17 Feb 2022, 22:16

A case of Datadog APM not stitching traces

Recently I worked on instrumenting a service with Datadog APM (Application Performance Monitoring). It’s when I ran into an interesting issue that the StackOverflow didn’t offer the usual obvious answer. After some digging, I’m finally sharing my solution it here.

The problem was that sometimes traces produced by two services didn’t get glued together by the Datadog backend. It appeared that APM traces with calls between “Service A” and “Service B” were correlated, but the same stitching didn’t work when “Service B” made a call to “Service A”.

After some digging to find out what was wrong with my Datadog agent configuration, I realized that I needed to take a step back and ask “How does Datadog correlate traces?”.

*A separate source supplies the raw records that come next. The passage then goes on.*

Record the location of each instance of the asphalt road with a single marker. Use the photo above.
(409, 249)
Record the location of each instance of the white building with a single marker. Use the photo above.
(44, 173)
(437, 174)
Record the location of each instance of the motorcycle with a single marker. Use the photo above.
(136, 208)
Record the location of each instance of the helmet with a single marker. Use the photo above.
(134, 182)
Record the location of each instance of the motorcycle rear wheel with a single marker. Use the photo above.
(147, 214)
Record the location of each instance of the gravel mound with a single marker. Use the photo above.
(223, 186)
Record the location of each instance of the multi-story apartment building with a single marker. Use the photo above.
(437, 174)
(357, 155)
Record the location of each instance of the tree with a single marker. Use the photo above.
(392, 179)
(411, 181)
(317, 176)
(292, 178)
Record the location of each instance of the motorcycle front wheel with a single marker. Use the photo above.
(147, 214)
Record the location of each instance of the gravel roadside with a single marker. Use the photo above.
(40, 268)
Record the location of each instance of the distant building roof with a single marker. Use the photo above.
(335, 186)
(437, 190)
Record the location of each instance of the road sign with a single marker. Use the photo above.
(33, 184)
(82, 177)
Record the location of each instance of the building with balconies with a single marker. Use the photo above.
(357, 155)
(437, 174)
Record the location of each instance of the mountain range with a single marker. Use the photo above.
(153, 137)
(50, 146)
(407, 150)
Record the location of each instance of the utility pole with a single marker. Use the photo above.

In order for Datadog to stitch together two traces received from two different tracers (in my case - two agents running in two different services), the trace ID/parent trace ID have to match.

Datadog automatically injects the trace ID but it’s not very well documented what is involved. At least not in Datadog’s documentation.

Finally I found a useful page: how are traces linked to tests. Based on this article, I learned that the Datadog agent can automatically inject headers in outgoing HTTP calls.

I looked at the Java tracer source code and learned that it actually follows OpenTelemetry convention for context propagation. The tracer agent, running within the same process as my Java application, intercepts any HTTP requests and sprinkles some extra headers to help corrlate the spans.

Why was the context propagation broken? Knowing that I should expect extra headers to show up in the calls made between the services, I was able to confirm that the headers were simply missing. In my particular case, this was due to the way nginx reverse proxy was configured for the “Service A”. The nginx.conf contained the following line:

proxy_pass_request_headers off;

It means that the headers would not be passed to the upstream server unless explicitly requested with proxy_set_header. Therefore, the headers were missing by design.

From that the fix was easy. I added the following lines to nginx.conf:

location / {
    # ...

    proxy_set_header x-datadog-trace-id $http_x_datadog_trace_id;
    proxy_set_header x-datadog-parent-id $http_x_datadog_parent_id;
    proxy_set_header x-datadog-sampling-priority $http_x_datadog_sampling_priority;
    proxy_set_header
    x-datadog-origin $http_x_datadog_origin;
    
    # ... 
}

And that worked! Traces are now auto-magically stitched together. Hope this helps someone solve their configuration problem a bit quicker.